Editorial

Ocean upwelling – A persistent oceanographic phenomenon of La Guajira peninsula

La surgencia oceánica- Un fenómeno oceanográfico persistente en la península de La Guajira

Frank Muller-Karger
University of South Florida, Estados Unidos

Ciencia e Ingeniería

Universidad de La Guajira, Colombia

ISSN-e: 2389-9484

Periodicity: Semestral

vol. 10, no. 1, e8091877, 2023

revistas@uniguajira.edu.co



DOI: https://doi.org/10.5281/zenodo.8091877

Abstract: Upwelling in the ocean is a phenomenon that has long captured the attention of scientists and local communities around the world. Upwelling is the process by which deeper water, sometimes at depths much deeper than 100 meters, is forced upward toward the surface by action of winds or currents. The amount of energy to move water and salt from those depths to the surface, over linear distances that often exceed hundreds or thousands of kilometers and areas that span several tens to hundreds of thousands of square kilometers, is staggering. With those motions, entire ecosystems and millions of living and dead organisms are turned over in the oceanic water column as well.
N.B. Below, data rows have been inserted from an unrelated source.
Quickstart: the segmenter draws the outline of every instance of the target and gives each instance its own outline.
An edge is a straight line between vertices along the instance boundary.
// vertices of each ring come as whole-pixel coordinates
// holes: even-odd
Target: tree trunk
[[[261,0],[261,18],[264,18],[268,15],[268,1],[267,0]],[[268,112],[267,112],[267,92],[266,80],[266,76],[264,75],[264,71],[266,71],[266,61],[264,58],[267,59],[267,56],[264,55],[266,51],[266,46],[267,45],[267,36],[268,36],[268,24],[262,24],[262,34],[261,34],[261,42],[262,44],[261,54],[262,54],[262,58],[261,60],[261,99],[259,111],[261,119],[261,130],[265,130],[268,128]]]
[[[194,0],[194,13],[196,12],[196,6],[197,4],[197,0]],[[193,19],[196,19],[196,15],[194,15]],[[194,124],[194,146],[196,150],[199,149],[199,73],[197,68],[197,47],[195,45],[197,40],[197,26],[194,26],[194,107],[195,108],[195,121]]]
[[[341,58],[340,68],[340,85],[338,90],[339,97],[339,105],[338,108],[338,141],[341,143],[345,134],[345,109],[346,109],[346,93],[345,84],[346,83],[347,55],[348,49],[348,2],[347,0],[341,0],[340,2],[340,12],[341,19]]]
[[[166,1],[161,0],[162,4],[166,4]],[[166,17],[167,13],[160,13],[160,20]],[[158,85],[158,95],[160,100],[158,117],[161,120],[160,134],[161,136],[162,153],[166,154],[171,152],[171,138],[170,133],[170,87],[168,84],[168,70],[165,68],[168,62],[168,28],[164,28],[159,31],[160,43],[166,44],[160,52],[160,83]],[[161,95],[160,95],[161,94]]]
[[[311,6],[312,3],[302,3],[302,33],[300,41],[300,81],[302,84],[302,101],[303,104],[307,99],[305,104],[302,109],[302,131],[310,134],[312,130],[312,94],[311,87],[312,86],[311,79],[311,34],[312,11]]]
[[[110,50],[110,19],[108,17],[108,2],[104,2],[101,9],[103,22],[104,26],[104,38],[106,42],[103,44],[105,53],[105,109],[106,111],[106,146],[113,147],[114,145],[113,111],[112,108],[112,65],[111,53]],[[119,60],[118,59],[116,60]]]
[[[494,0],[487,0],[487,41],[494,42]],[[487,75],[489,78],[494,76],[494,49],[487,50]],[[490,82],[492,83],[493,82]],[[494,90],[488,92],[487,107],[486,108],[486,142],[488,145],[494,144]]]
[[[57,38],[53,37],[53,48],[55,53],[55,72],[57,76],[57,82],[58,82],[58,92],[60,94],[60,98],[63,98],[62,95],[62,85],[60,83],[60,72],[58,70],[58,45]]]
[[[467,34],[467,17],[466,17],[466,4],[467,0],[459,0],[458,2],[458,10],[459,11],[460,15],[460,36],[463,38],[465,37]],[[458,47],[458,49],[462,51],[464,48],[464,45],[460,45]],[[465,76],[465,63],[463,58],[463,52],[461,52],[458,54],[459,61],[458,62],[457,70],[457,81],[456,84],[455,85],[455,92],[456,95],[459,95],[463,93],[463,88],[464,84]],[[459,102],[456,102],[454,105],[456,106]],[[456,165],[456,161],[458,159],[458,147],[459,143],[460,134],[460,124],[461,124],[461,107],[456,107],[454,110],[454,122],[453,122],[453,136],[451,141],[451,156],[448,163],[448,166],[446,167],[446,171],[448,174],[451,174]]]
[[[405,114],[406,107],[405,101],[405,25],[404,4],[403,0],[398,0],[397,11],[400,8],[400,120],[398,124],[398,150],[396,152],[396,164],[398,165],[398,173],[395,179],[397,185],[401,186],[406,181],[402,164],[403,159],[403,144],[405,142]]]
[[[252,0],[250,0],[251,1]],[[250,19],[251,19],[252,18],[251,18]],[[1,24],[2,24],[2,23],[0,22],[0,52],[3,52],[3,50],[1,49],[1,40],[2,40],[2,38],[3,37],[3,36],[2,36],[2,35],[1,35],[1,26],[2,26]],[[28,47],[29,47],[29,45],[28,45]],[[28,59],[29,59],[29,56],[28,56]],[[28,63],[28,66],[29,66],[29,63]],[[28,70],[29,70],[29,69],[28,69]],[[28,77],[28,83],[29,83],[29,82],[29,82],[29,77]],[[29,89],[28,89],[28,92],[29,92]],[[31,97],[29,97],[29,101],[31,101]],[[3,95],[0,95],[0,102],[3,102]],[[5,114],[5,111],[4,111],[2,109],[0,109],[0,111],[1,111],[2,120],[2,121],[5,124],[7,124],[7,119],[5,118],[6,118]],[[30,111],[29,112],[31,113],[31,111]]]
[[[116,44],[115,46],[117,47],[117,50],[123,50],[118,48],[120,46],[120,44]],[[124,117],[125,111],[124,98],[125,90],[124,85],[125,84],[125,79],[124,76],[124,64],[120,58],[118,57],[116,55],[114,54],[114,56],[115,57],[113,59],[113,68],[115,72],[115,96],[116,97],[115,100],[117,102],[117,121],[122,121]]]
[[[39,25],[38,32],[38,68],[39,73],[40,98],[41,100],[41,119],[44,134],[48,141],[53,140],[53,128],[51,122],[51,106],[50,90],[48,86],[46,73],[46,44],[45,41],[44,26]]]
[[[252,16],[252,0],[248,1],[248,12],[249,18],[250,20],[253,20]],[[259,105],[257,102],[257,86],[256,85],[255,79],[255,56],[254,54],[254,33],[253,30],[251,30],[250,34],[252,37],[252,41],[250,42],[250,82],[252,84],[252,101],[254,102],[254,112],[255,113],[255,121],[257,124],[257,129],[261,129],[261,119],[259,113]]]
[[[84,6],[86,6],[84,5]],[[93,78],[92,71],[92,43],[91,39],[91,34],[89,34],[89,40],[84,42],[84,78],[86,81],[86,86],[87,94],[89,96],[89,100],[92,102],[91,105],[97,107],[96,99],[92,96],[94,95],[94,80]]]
Upwelling in the ocean is a phenomenon that has long captured the attention of scientists and local communities around the world. Upwelling is the process by which deeper water, sometimes at depths much deeper than 100 meters, is forced upward toward the surface by action of winds or currents. The amount of energy to move water and salt from those depths to the surface, over linear distances that often exceed hundreds or thousands of kilometers and areas that span several tens to hundreds of thousands of square kilometers, is staggering. With those motions, entire ecosystems and millions of living and dead organisms are turned over in the oceanic water column as well.

Upwelling in the ocean can happen in the middle of the ocean offshore, along coastlines or other boundaries like ice shelves, in the wake of large and small islands, along ocean fronts, and around the periphery or in the core of eddies and other ocean currents. upwelling regions are areas of active exchange of mass and energy between deeper parts of the ocean and the surface. This is where some of the most rapid and active air-land-sea interactions happen and this leads to strong and characteristic weather patterns that affect large regions. These upward currents can sometimes recirculate warm and nutrient-depleted waters in a mixed layer between a deep thermocline and the surface. Most often we associate the word “upwelling” in oceanography with large patches and plumes of cold, deep, and nutrient-rich water that come to the surface. These plumes spread horizontally away from the areas of upwelling and affect the weather, climate, and ecology of very large regions. Upwelling plumes can occur seasonally or year-round. Where sunlight is available, at any latitude, the upwelling phenomenon leads to very substantial biological productivity, including high accumulations of phytoplankton, large algae habitats like kelp beds, and large fish and invertebrate biomass around which profitable industries and artisanal fisheries have evolved. In these areas, other animals aggregate and benefit, including large populations of marine mammals, birds, and people.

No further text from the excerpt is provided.